Covid, amongst other things, has highlighted the fragile nature of worldwide supply chains built for efficiencies over reliability.
Anecdotes of things being hard to get post-Covid became commonplace. From cars and chips to labour, food, and now fuel as scenes of long queues forming at U.K. petrol stations have greeted viewers.
Despite UK-based oil companies having confirmed there’s “not a national shortage of fuel,” panic buying has left thousands of petrol stations out of fuel. The explanation for the panic, oil giant BP said last week it might “temporarily” close petrol stations thanks to a shortage of lorry drivers.
There is currently a shortage of drivers in Europe, the U.K., and the U.S., struggling to stay up with booming consumer demand following the re-opening. A shortage magnified within the U.K. as drivers from Europe returned home during the Covid pandemic on top of these that left following Britain’s Brexit from the ecu Union last year.
To ease the short-term pressure, the U.K. government has said it might issue 5,000 three-month visa’s for truck drivers to assist with the run-up to Christmas.

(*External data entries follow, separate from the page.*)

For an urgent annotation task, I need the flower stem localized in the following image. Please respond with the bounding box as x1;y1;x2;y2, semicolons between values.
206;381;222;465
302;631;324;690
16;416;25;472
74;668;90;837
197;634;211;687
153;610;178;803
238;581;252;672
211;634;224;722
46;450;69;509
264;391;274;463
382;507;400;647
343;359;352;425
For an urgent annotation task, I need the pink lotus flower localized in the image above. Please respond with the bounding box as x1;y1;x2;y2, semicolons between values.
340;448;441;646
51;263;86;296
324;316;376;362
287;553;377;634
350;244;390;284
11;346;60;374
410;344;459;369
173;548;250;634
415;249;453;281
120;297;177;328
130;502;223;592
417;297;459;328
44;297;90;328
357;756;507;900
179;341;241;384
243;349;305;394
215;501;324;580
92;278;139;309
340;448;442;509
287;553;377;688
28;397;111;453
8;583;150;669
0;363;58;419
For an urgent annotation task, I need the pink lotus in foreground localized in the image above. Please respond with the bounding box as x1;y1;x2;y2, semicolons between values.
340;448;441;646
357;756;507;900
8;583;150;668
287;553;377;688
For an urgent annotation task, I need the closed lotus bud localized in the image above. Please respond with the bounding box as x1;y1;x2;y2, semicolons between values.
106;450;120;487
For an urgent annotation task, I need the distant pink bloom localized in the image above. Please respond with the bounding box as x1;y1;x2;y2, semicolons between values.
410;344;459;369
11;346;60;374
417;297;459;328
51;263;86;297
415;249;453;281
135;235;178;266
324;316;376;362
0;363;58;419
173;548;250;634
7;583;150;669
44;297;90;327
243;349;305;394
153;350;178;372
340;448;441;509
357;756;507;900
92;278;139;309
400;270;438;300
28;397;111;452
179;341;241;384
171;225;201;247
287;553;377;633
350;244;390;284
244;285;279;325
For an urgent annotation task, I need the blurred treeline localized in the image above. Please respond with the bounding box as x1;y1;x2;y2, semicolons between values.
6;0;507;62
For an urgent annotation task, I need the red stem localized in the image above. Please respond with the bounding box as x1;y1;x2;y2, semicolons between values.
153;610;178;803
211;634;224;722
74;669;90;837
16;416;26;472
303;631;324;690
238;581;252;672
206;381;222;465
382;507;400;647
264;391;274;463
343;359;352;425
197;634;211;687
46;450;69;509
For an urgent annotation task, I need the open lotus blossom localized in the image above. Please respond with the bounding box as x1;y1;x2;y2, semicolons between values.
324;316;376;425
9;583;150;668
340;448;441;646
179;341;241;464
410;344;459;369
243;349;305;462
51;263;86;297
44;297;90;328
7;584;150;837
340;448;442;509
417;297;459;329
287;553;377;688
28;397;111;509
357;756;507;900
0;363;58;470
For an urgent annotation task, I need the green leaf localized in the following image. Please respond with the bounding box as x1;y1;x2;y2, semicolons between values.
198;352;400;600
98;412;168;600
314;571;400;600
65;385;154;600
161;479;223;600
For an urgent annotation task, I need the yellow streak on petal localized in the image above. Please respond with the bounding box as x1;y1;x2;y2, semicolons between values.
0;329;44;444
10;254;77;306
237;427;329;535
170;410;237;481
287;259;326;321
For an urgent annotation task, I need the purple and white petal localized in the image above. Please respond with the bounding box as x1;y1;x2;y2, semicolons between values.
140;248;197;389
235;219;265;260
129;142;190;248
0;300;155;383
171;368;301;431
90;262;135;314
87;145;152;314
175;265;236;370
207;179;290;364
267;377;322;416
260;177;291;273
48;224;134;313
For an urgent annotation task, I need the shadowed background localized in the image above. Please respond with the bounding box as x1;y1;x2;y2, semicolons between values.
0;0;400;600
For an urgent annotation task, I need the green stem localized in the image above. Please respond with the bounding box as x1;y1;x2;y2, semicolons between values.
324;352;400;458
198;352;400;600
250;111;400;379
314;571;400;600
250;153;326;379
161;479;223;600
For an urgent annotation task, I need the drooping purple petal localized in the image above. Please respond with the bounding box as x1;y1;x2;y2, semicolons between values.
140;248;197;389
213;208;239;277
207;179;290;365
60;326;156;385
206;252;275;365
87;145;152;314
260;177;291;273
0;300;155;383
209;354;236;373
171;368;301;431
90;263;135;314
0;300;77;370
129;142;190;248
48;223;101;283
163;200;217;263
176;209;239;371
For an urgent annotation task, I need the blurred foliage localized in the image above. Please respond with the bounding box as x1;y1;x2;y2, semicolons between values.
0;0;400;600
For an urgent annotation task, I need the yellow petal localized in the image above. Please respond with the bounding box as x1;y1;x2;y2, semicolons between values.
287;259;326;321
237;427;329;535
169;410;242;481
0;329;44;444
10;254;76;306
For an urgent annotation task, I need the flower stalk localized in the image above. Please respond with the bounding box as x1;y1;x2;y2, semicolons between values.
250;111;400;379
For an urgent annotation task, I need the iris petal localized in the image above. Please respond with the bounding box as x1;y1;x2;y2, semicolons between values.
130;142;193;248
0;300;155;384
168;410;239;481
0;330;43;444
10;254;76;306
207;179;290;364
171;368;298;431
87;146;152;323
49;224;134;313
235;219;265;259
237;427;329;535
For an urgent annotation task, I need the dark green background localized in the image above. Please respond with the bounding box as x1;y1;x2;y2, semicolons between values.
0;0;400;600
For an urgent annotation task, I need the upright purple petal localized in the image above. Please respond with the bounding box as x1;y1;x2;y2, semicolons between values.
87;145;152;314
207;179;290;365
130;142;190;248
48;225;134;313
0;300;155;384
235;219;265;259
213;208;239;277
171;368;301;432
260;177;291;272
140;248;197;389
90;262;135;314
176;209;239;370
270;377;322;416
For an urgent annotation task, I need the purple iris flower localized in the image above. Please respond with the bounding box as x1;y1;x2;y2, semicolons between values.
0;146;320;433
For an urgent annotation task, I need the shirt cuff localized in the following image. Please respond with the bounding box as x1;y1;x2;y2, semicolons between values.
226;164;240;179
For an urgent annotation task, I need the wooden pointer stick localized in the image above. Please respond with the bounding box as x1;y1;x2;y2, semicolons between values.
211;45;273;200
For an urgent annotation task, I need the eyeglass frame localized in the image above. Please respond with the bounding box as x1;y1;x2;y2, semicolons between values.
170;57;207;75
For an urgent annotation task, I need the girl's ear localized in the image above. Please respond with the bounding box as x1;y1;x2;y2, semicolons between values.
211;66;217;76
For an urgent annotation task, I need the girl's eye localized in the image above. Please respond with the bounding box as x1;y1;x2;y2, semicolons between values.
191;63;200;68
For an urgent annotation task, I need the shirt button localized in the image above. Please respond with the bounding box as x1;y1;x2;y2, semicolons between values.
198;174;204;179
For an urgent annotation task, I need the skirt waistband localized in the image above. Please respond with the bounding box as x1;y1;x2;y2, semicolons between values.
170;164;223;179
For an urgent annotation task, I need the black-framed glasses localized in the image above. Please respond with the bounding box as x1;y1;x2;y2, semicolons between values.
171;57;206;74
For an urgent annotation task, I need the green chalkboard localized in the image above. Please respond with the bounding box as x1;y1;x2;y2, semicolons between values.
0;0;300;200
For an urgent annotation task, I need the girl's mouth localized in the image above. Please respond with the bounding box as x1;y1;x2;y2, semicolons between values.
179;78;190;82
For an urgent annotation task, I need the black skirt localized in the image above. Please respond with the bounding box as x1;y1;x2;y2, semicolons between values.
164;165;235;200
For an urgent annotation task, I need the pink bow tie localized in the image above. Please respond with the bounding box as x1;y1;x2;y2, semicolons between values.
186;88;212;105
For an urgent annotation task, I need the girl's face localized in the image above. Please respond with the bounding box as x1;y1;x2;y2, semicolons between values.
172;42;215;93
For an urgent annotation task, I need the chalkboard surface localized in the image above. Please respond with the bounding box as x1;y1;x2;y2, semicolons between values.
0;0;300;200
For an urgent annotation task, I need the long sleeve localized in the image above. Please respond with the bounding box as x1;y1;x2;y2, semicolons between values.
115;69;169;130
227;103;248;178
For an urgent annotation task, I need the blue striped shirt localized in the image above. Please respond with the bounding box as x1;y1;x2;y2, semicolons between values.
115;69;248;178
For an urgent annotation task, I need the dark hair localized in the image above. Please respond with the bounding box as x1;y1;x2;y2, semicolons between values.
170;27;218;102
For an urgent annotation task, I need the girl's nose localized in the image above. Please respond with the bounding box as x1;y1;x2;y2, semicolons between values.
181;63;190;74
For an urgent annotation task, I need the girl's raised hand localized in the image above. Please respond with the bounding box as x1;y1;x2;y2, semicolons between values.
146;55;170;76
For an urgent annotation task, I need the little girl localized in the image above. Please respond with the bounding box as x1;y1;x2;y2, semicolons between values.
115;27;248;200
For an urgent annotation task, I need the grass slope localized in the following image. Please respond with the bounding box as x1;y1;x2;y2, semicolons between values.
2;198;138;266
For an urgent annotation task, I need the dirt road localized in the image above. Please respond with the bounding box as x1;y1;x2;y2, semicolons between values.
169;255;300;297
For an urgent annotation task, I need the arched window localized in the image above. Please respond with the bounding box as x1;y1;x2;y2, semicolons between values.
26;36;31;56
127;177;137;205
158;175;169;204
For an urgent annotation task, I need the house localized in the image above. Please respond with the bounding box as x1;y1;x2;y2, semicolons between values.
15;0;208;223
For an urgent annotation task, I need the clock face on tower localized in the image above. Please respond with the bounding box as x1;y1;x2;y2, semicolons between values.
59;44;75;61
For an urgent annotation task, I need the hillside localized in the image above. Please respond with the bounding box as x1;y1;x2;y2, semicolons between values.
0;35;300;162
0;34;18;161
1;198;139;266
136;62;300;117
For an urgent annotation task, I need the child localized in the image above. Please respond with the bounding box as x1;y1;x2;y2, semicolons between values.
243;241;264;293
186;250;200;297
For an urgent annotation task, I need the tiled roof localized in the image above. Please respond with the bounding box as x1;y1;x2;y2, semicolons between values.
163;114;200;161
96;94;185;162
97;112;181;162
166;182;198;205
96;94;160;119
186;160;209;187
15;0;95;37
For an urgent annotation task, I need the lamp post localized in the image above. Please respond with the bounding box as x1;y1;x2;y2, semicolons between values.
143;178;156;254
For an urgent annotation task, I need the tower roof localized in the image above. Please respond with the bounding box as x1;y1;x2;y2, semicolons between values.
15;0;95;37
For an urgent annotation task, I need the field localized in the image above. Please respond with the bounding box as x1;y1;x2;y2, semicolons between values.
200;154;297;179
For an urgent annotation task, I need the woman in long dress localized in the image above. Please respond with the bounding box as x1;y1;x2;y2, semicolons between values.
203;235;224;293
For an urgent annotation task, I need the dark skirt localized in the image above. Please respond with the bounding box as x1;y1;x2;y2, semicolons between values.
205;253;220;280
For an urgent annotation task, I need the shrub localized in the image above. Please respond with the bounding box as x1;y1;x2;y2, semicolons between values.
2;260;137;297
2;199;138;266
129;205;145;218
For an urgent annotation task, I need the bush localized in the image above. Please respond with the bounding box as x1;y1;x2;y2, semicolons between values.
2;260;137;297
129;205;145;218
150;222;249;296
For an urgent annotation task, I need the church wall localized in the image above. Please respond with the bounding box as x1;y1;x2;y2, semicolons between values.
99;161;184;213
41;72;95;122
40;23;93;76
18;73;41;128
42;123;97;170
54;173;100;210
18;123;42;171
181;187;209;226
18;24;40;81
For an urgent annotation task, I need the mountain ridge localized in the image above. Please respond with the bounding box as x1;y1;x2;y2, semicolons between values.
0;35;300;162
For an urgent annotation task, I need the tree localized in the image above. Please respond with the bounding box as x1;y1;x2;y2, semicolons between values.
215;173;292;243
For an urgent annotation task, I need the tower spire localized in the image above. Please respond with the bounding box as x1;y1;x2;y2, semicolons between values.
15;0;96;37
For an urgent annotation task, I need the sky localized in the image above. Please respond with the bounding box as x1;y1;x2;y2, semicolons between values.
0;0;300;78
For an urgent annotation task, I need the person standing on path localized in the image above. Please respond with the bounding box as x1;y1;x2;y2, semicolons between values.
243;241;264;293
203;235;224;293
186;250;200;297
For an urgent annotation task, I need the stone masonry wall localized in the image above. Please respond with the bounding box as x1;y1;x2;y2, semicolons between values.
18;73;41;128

It also announced the military had been placed on standby to move fuel supplies to assist ease the pressure on petrol stations.
To provide a longer-term solution, the govt has sent letters to just about a million drivers who hold the required heavy vehicle license (HGV), encouraging them to return to the industry, and announced plans to coach new drivers.
On Monday, the share price of BP PLC (LSE: B.P.) closed almost 3.5% higher aided by the worth of Brent oil prices trading to a replacement yearly high. Technically the share price of BP appears set to imitate after closing above trendline resistance near £326.00 coming from the June 2020, £376.55 high.
This will likely see BP retest and break the year-to-date high at £336.95 with scope to push towards subsequent layer of resistance at £350.00.